Bob's World,

I agree. That was the exact response I was going to write. Plus, it lets me take the idea a little further into detail. I would make the assertion that the Iron Triangle of politics which governs our Active and Reserve components, along with their composition, can only truly be influenced by the President, Secretary of Defense (advised by the Joint Chiefs of Staff), and acts of Congress. Economic downturns have the nice effect of forcing consolidation (for better or for worse) but otherwise Congress is useless.

If I were the Secretary of Defense during a decade of stagnant or declining economic prospects, I would do the following:

  1. Apply the High-Low capability mix to the Navy and Air Force:

    • Navy: 6 Large Carriers, 6 “Jeep” Carriers, 12 Boomers, 12 “Blue Water” attack subs, 12 “Brown Water” attack subs, 1 cruiser and 2 destroyers per Carrier, 24 Frigates, start producing as many cheap “Corvette” class patrol ships as all other combat ships combined (6+6+12+12+12+12+24+24=108,) and all necessary support ships...Reserve would have all ships leftover from reorganization (nuclear reactors powered down and under guard).
    • Air Force: As many ICBMs as the Navy. Same amount of money spent on UAVs/missles, as piloted combat aircraft. Plenty of aerial support (airlift included) capability. Reserves have 50-50 mix of piloted combat aircraft and aerial support aircraft. No AFNG, only Reserves.

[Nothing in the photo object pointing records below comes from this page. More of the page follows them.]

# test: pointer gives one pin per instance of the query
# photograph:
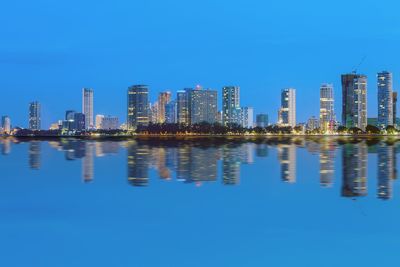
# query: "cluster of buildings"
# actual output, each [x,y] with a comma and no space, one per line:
[196,105]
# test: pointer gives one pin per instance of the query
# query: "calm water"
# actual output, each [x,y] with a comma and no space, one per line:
[275,202]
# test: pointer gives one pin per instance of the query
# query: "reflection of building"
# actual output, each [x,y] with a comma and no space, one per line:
[354,160]
[287,112]
[34,116]
[287,158]
[87,107]
[88,162]
[138,164]
[386,169]
[138,106]
[34,155]
[327,163]
[5,146]
[354,101]
[230,166]
[262,150]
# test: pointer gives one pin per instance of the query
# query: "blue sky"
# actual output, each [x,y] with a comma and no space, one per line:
[49,50]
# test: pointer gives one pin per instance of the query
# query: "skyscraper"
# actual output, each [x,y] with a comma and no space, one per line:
[87,107]
[34,116]
[170,112]
[354,100]
[287,112]
[182,107]
[138,106]
[394,109]
[202,105]
[385,99]
[163,99]
[230,105]
[247,115]
[6,124]
[326,107]
[262,120]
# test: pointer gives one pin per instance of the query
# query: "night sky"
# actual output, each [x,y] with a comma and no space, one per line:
[49,50]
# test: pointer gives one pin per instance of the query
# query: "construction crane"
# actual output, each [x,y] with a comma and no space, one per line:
[356,67]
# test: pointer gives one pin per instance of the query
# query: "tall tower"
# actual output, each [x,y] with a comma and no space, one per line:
[326,107]
[182,107]
[354,100]
[34,116]
[287,113]
[385,99]
[394,109]
[230,104]
[202,105]
[163,99]
[138,106]
[87,107]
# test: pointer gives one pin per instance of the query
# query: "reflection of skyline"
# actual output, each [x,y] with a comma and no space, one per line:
[34,155]
[386,171]
[287,159]
[200,162]
[354,159]
[327,163]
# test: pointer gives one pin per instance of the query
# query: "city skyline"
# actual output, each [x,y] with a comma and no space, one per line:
[169,109]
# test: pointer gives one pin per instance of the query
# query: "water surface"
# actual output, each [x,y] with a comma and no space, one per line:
[199,202]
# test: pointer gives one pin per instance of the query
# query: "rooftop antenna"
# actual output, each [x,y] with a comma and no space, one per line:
[355,68]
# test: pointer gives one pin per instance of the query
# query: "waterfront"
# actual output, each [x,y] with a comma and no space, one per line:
[199,202]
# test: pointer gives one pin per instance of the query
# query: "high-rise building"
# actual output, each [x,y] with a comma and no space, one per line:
[6,124]
[138,106]
[262,120]
[385,99]
[354,101]
[79,122]
[109,123]
[170,112]
[182,107]
[202,105]
[247,115]
[312,123]
[34,116]
[99,121]
[287,112]
[326,107]
[230,105]
[87,107]
[163,99]
[394,109]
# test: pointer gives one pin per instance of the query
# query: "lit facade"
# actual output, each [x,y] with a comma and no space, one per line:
[326,107]
[87,107]
[385,99]
[354,101]
[230,105]
[287,112]
[34,116]
[138,106]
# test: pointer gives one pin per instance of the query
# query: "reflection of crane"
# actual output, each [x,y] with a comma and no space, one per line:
[355,68]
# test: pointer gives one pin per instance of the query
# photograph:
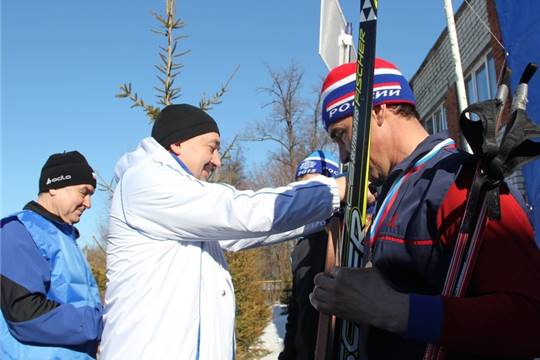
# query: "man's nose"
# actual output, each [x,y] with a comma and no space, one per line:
[344,154]
[216,159]
[87,202]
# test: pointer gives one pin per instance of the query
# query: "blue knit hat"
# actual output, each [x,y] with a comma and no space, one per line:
[318,162]
[389,87]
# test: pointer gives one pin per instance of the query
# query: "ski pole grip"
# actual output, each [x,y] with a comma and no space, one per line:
[502,90]
[520,97]
[528,73]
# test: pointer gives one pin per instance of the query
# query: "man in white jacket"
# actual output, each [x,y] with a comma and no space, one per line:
[169,293]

  2. Special Operations Command (Direct Action): Consists only of a small mission tasking office run from directly under the Joint Chiefs. Personnel and equipment still comes out of each branch.
  3. Synch the Marine Corps with the Navy: 3 extra-strength MEFs (4 MEU each), and necessary additional personnel (training, embassy guards etc.) Reserves have another extra-strength MEF.
  4. Army focuses on 1) maintaining a large, well-equipped, well-trained NG, 2) performing on call joint operations with Marines, 3) and on call joint ops with Allies...in that order.
  5. Army undergoes massive consolidation with all surviving brigades adding personnel and necessary equipment until roughly between 4500-5000 soldiers strong. All companies are between 150-200 strong. Officer and NCO corps purged, increased use of Warrant Officers (Generals retired first, redundant field grades pushed into the IRR or National Guard). Reclass/Rebranch as necessary. Integrate National Guard Installations with AC Div. HQ's for joint training.

    • AC: 40 Division HQ's, 8 Training & Support Brigades, 4 Sustainment BDEs, 3 Combat Aviation BDEs, 4 Maneuver Enhancement BDEs, 3 Special Forces BDEs, 3 IBCTs (Airborne), 3 IBCTs, 3 SBCTs, 3 ABCTs, 3 Fires BDEs, 3 Battlefield Surveillance BDEs. 40 Brigades and 40 Div HQ's on 40 Bases= ~200,000 (including Pentagon and civilian staff).
    • Reserves: Only maintains IRR, 1 Div HQ, 2 Training & Support Brigade, 1 Maneuver Enhancement Brigade, 1 Sustainment Brigade...all other TPU units transferred to National Guard based on geography. 4 Brigades= ~20,000
    • National Guard: 30 Sustainment BDEs, 22 Combat Aviation BDEs, 30 Maneuver Enhancement BDEs, 22 IBCTs, 22 ABCTs, 15 Fires BDEs, 15 Battlefield Surveillance BDEs. 156 Brigades= ~780,000...No overseas deployments without State approval. Check on Executive Power. Capabilities distributed evenly by region.

  6. All companies are deployable as modular units under different battalions on an ad hoc basis. (MAGTF concept)
  7. Set Army recruit intake goals at twice the replacement level for enlisted and officers. Ensure that each rank requires half as many soldiers to staff as the next lower rank. Emplace an aggressive up or out policy for Active component with skills testing before every promotion (you must be proficient in the skills of the rank you will be promoted into...team leaders can run squads, lieutenants can run companies.) Soldiers who don't get promoted quickly enough are forced into the Reserves or National Guard (contingent on MOS shortages.) The end result is a Reserve force with a large supply of junior enlisted ready to become an NCO, and many excellent platoon leaders, ready to become Captain.


It saves money (assuming NG costs 1/4th active), reduces the President's capacity for unlimited warfare, and makes the AC more proficient. It is also career suicide, but I wouldn't care.